Where to patch back the information gathered during program analysis

74 views Asked by At

I'm new to compiler design and have few years with java.

Using this and the paper It's look like after Class hierarchy analysis and rapid type analysis will get information to do de-virtualisation. But where to patch back the information on source code or on Byte-code. And how to check the results?

Trying to understand how things really happens but stuck here. For example : We have an example program taken from paper specified above.

public class MyProgram {
  public static void main(String[] args) {
     EUCitizen citizen = getCitizen();
     citizen.hasRightToVote();               // Call site 1
     Estonian estonian = getEstonian();
     estonian.hasRightToVote();              // Call site 2
   }

 private static EUCitizen getCitizen() {
       return new Estonian();
  }

 private static Estonian getEstonian() {
       return new Estonian();
  }
 }

Using Class hieracrchy method we can conclude as none of the subclasses override hasRightToVote() , the dynamic method invocation can be replaced with a static procedure call to Estonian#hasRightToVote() . But where to replace this information and How? How to tell JVM (feed JVM) that information that we have gathered during analysis.

You can't change source code and put this there ? Could anyone provide me an example so i can start trying new ways to do analysis and still be able to patch that information. Thanks.

3

There are 3 answers

1
user2754673 On

I had some doubts with the same and Rohan Padhey Cleared the ones.

In Java, I don't think there is a way to specify monomophrism of virtual method calls in byte-code. The de-virtualization analysis usually happens in the JIT compiler which compiles bytecode to native code and it does so using dynamic analysis.

Why Patching is a Problem :

In Java bytecode, the only method call instructions are: invokestatic, invokedynamic, invokevirtual, invokeinterface and invokespecial (the last is used for constructors, etc). The only type of call that does not refer to virtual method table lookups is the invokestatic call, since static methods cannot be overridden and used polymorphically on objects.

Hence, while there is no way to do a compile-time specification of the target method, you can replace virtual calls with static calls. How? consider an object "x" with a method "foo", and a call-site:

x.foo(arg1, arg2, ...)

If you know for sure that "x" is of the class "A", then you can transform this to:

A.static_foo(x, arg1, arg2, ...)

where "static_foo" is a newly created static method in class A whose body contains exactly everything that the body of "foo()" in "A" would have done, except that references to "this" inside the body should now be replaced by the first parameter, whatever you may call it.

That is exactly what the Whole-Jimple-Optimization-Pack (WJOP) in Soot does.

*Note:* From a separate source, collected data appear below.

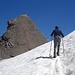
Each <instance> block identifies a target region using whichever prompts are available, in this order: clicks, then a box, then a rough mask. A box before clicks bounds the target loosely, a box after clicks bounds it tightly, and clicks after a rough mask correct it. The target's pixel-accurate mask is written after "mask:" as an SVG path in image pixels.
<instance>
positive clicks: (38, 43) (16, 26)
mask: <svg viewBox="0 0 75 75" xmlns="http://www.w3.org/2000/svg"><path fill="white" fill-rule="evenodd" d="M7 23H8V26H7V31H6V32H5V33H4V34H3V35H2V36H1V38H0V46H1V47H0V53H1V54H0V57H1V58H2V59H3V58H8V57H10V56H16V55H19V54H21V53H24V52H26V51H29V50H31V49H33V48H35V47H37V46H39V45H42V44H44V43H46V42H48V40H47V39H46V37H45V36H44V35H43V34H42V33H41V32H40V31H39V30H38V28H37V26H36V24H35V23H34V22H33V21H32V20H31V19H30V17H29V16H28V15H27V14H25V15H21V16H19V17H17V18H15V19H13V20H9V21H8V22H7Z"/></svg>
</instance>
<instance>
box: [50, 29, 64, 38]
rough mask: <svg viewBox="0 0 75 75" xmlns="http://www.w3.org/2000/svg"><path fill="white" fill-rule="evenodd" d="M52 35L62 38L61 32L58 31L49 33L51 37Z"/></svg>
mask: <svg viewBox="0 0 75 75" xmlns="http://www.w3.org/2000/svg"><path fill="white" fill-rule="evenodd" d="M53 35H54V37H55V36H62V37H64V35H63V33H62V31H61V30H59V29H55V30H53V32H52V33H51V36H53Z"/></svg>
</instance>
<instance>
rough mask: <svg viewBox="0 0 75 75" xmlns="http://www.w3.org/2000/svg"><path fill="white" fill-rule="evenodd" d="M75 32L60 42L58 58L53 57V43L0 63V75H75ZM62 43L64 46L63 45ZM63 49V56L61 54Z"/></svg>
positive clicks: (62, 52) (57, 56)
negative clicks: (63, 49) (74, 34)
mask: <svg viewBox="0 0 75 75" xmlns="http://www.w3.org/2000/svg"><path fill="white" fill-rule="evenodd" d="M74 34H75V31H73V32H72V33H70V34H69V35H67V36H66V37H64V39H63V41H61V47H60V56H57V57H56V58H51V57H49V53H50V48H51V55H52V56H53V41H51V42H52V46H51V42H48V43H46V44H43V45H41V46H38V47H37V48H35V49H32V50H31V51H28V52H26V53H24V54H21V55H18V56H16V57H14V58H10V59H6V60H2V61H0V75H75V35H74ZM63 43H64V45H63ZM63 49H64V54H63Z"/></svg>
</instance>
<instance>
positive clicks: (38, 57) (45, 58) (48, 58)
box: [36, 56, 52, 59]
mask: <svg viewBox="0 0 75 75" xmlns="http://www.w3.org/2000/svg"><path fill="white" fill-rule="evenodd" d="M40 58H43V59H52V56H49V57H44V56H40V57H37V58H36V59H40Z"/></svg>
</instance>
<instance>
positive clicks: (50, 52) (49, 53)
mask: <svg viewBox="0 0 75 75" xmlns="http://www.w3.org/2000/svg"><path fill="white" fill-rule="evenodd" d="M51 48H52V37H51V44H50V52H49V57H52V56H51Z"/></svg>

As regards static analysis using Soot, there is an optimization pack that does devirtualization using a work-around: https://github.com/Sable/soot/wiki/Whole-program-Devirtualization-Optimizations But That's just a hack.

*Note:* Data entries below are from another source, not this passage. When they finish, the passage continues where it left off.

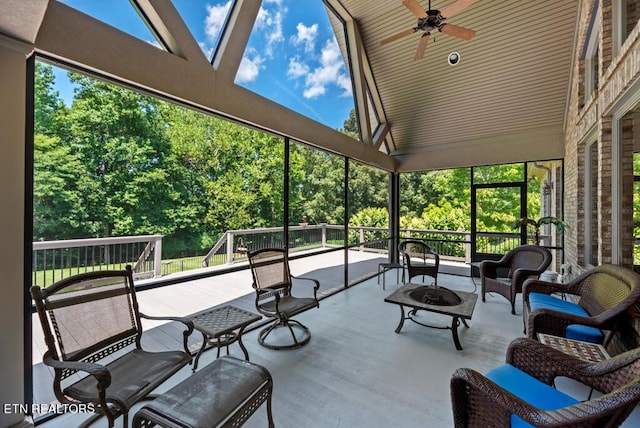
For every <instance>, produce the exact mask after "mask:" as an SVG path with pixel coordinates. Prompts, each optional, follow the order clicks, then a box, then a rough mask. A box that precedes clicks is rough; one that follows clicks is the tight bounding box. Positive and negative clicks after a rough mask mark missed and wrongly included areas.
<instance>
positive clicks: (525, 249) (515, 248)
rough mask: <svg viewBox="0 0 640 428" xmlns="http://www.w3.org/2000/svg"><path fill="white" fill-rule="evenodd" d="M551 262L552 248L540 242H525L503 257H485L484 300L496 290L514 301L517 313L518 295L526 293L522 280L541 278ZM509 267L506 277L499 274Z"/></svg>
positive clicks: (483, 262)
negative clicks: (487, 259)
mask: <svg viewBox="0 0 640 428" xmlns="http://www.w3.org/2000/svg"><path fill="white" fill-rule="evenodd" d="M550 264H551V252H550V251H549V250H547V249H546V248H544V247H540V246H538V245H521V246H520V247H517V248H514V249H513V250H511V251H509V252H508V253H507V254H505V255H504V256H503V257H502V258H501V259H500V260H498V261H494V260H484V261H483V262H482V263H480V280H481V282H482V301H483V302H485V301H486V300H485V294H486V293H489V292H496V293H498V294H500V295H501V296H504V297H505V298H506V299H507V300H508V301H509V303H511V313H512V314H514V315H515V313H516V295H517V294H518V293H522V284H523V283H524V282H525V281H526V280H527V279H529V278H538V277H539V276H540V274H541V273H542V272H544V271H545V269H546V268H548V267H549V265H550ZM503 270H504V271H507V275H506V276H505V277H501V276H500V275H499V274H500V272H501V271H503Z"/></svg>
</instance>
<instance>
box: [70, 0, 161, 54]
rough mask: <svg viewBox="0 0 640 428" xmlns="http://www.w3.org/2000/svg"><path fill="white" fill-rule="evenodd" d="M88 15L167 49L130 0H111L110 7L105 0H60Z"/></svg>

Why JIT Times Its Better :

JIT doing this better is due to the fact that static analysis has to be sound because you need to be sure when doing this transformation that 100% of the time the target of the virtual call will be one class. With JIT compilation, you can find more opportunities for optimization because even if the target is a single class 90% of the time, but not 10%, you can just-in-time compile the code to use the most-frequently taken route, and fall-back to using bytecode in the 10% of the cases where this prediction was wrong, because you can check this mistake dynamically. While the fall-back is expensive, the common-case of correct predictions 90% of the time leads to overall benefit. With static transformation, you have to make a decision of whether or not to optimize and it better be sound.

0
Ira Baxter On

What generally happens is that analysis results are typically stored as some kind of association with a program representation, or are used immediately to effect the optimization so "nothing" needs to be stored.

You are right: there is generally no "good" way to annotate the source code with an analysis result (you can use Java annotations as a way). But the compiler has already read the source code and isn't going read it again.

In general, the program is parsed and variety of compiler-like structures are built (ASTs, symbol tables, control flow graphs, data flow arcs, ...) by the compiler pretty much before any serious analysis/optimization begins. A low level model of the program (data flow over the operators) is normally what gets analyzed, and the optimization analyzer will either decorate this structure with its opinions, or often just directly modify this structure to achieve the effect of the optimization.

With Java, there are two opportunities to do this: in JavaC, and in the JITter. My understanding (probably wrong, probably varies across JavaC implementations) is that not much optimization occurs in JavaC at all; it just generates naive JVM bytecode, and that all the real work is done in the JITter. The JITter doesn't have source code, but it can do all the same kinds of analysis (control flow, dataflow, ...) on the byte code that one can do on classic compiler structures, and thus achieve the same effect.

3
the8472 On

Class Hierarchy Analysis is an optimization done by the virtual machine itself at runtime, you do not have to tell the VM anything. It simply does the analysis by itself based on the information available in the class files.